The study sampled more than 1.5 million people in 269 US counties and 37 European nations. The findings showed that those who grew up in areas with higher levels of atmospheric lead had less adaptive personalities in adulthood—lower levels of conscientiousness and agreeableness and higher levels of neuroticism.
“Links between lead exposure and personality traits are quite impactful, because we take our personalities with us everywhere,” says Ted Schwaba, a postdoctoral fellow in the psychology department at the University of Texas at Austin.
“Even a small negative effect of lead on personality traits, when you aggregate it across millions of people and all the daily decisions and behaviors that our personality influences, can have really massive effects on well-being, productivity, and longevity.”
Researchers linked historical atmospheric lead data from the Environmental Protection Agency to online personality questionnaire responses from people who grew up in the sampled locations.

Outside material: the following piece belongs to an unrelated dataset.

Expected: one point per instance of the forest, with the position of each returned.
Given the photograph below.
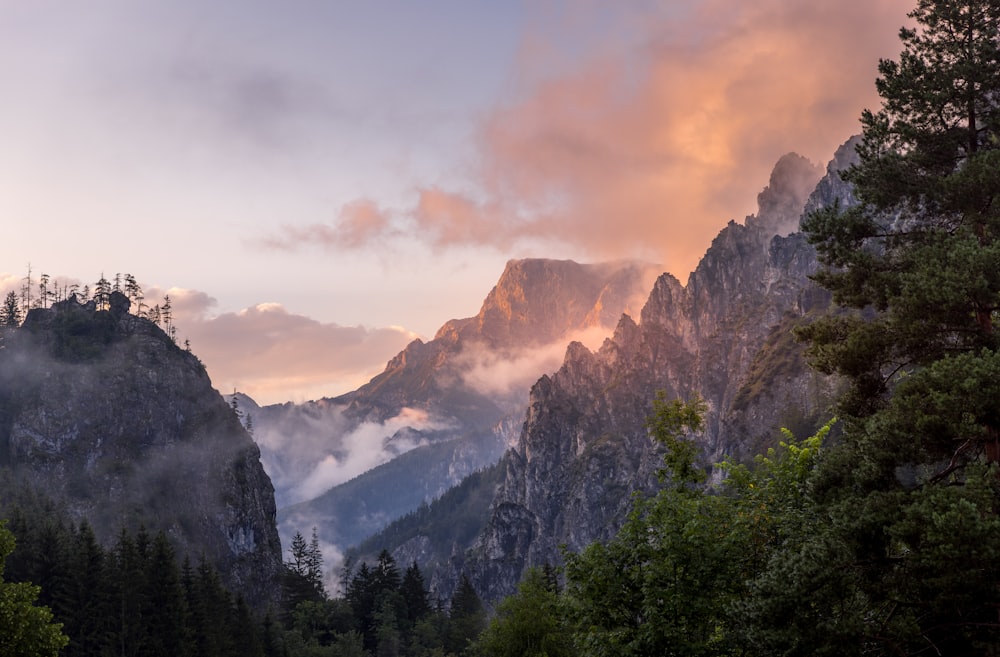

Adults raised in US counties with higher levels of atmospheric lead were less agreeable and conscientious and, among adults in their 20s and 30s, more neurotic than those who had less lead exposure during childhood.
“These three traits—conscientiousness, agreeableness, and low neuroticism—make up a large part of what we would consider a mature, psychologically healthy personality and are strong predictors of our success or failure in relationships and at work,” Schwaba says. “Normally, across the lifespan, people become more conscientious and agreeable, and less neurotic.”
To further test whether lead exposure causes these differences, the researchers examined the effects of the 1970 Clean Air Act, finding that people born after atmospheric lead levels began to decline in their counties had more mature, psychologically healthy personalities in adulthood than those born before their counties phased out lead-based products.
To ensure these findings weren’t simply reflecting cohort effects—characteristics resulting from shared historical or social experiences—researchers replicated their study in Europe, where lead was phased out later than in the US. There, they found that people who grew up in areas with more atmospheric lead were also less agreeable and more neurotic in adulthood, although the findings regarding conscientiousness did not replicate.
“For a long time, we’ve known lead exposure is harmful, but each new wave of research seems to identify new ways in which lead exposure harms society,” Schwaba says. “Though there’s much less lead in the atmosphere today, lead remains in pipes, the topsoil, and groundwater.
“And these sources of lead exposure tend to disproportionately harm people of color—Black children are twice as likely to have high levels of lead in their blood as white children. From an economic standpoint, from a social justice standpoint, or really any way you look at it, it’s incredibly important to limit lead exposure as much as possible.”
The study appears in the Proceedings of the National Academy of Sciences.